Para ele, o Estatuto das Cidades tem que ser inclusivo, e não exclusivo. “Essas técnicas de arquitetura hostil, com pinos, vergalhões, cercas eletrificadas, instrumentos pontiagudos, bancos sem encosto, entre outras, têm o único objetivo de valorizar um patrimônio em detrimento daquilo que é o mais importante, que é o acolhimento das pessoas em situação de rua”, advertiu.
“O IBGE divulgou os dados: são 68 milhões de pessoas em situação de pobreza, 22 milhões em extrema pobreza. A Constituição estabelece como um de seus fundamentos erradicar a pobreza e a marginalização, reduzir a desigualdade social e regional. Se me perguntarem qual meu objetivo como parlamentar, vou dizer que é reduzir o abismo existente entre milhões de pobres e a concentração de riqueza na mão de tão poucos, é dar dignidade à população naquilo que é direito humano essencial: moradia digna, oportunidade de trabalho, redução da carga tributária, educação e saúde de qualidade”, concluiu.

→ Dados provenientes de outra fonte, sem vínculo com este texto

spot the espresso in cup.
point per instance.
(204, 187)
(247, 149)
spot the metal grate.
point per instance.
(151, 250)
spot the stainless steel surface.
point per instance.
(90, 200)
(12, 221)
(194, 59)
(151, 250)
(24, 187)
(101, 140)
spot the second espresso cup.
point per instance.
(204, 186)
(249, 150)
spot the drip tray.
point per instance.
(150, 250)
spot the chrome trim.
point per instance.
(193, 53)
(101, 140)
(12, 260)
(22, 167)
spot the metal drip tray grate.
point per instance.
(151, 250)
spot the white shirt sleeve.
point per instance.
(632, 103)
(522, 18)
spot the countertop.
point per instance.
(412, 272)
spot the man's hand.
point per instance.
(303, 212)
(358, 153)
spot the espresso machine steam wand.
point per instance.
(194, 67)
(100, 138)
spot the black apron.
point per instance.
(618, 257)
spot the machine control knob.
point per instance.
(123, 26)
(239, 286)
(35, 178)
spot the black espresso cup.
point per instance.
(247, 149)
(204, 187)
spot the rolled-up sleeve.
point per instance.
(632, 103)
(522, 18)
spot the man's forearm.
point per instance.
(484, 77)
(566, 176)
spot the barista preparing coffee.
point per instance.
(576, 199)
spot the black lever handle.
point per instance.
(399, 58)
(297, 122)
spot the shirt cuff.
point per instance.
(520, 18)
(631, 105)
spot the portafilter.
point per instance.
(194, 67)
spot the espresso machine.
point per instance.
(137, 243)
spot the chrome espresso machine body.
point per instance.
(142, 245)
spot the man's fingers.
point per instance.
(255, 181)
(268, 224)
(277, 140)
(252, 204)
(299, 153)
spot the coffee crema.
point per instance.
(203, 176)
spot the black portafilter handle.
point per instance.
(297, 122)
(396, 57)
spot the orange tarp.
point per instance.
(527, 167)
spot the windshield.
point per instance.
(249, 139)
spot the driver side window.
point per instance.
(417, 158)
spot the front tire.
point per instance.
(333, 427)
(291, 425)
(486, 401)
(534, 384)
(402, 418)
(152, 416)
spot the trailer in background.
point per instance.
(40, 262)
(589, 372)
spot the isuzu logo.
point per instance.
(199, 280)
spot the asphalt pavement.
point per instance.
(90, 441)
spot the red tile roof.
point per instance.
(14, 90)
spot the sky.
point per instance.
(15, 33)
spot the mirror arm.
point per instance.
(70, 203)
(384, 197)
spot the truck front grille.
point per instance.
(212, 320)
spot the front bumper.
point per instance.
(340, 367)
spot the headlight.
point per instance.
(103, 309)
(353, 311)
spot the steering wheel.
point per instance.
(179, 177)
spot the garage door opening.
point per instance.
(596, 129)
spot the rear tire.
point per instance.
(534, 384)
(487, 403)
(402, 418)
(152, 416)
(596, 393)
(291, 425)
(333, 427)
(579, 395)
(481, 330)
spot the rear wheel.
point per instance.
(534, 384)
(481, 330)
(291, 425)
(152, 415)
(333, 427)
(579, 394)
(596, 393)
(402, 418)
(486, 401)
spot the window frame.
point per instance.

A derrubada do veto foi defendida com ênfase também nesta sexta-feira pelo deputado Orlando Silva (PCdoB-SP), que foi relator na Câmara, e pela deputada Érika Kokay (PT-DF). O relator do texto no Senado foi Paulo Paim (PT-RS), que, ao lado de toda a bancada do partido, se indignou com o anúncio do veto ao projeto na última terça (13), num dos atos mais cruéis de Bolsonaro.
Nesta quinta (15), o padre Júlio Lancellotti participou do encontro de Natal dos Catadores, que todos os anos reúne o presidente Lula com os catadores de papel de São Paulo e desabafou, indignado. “Estamos cansados de sermos tratados como lixo, apanhando da Guarda Civil Metropolitana, da limpeza urbana. São poucos os moradores de rua aqui dentro, muitos estão nas calçadas, nos viadutos. Ninguém quer saber dos mais pobres”, lamentou.
Pouco depois, o presidente Lula destacou este como um dos maiores problemas do país, mencionou o absurdo da arquitetura hostil e se comprometeu a encontrar soluções para as pessoas em situação de rua. “Agora estão fazendo obra, colocando paralelepípedo para não ter espaço. Ou seja, não é que eles não cuidam, é que não querem que nem tenha o direito de deitar debaixo da ponte. Não tem nenhum sentido humanista, de compaixão, de amor”, reagiu.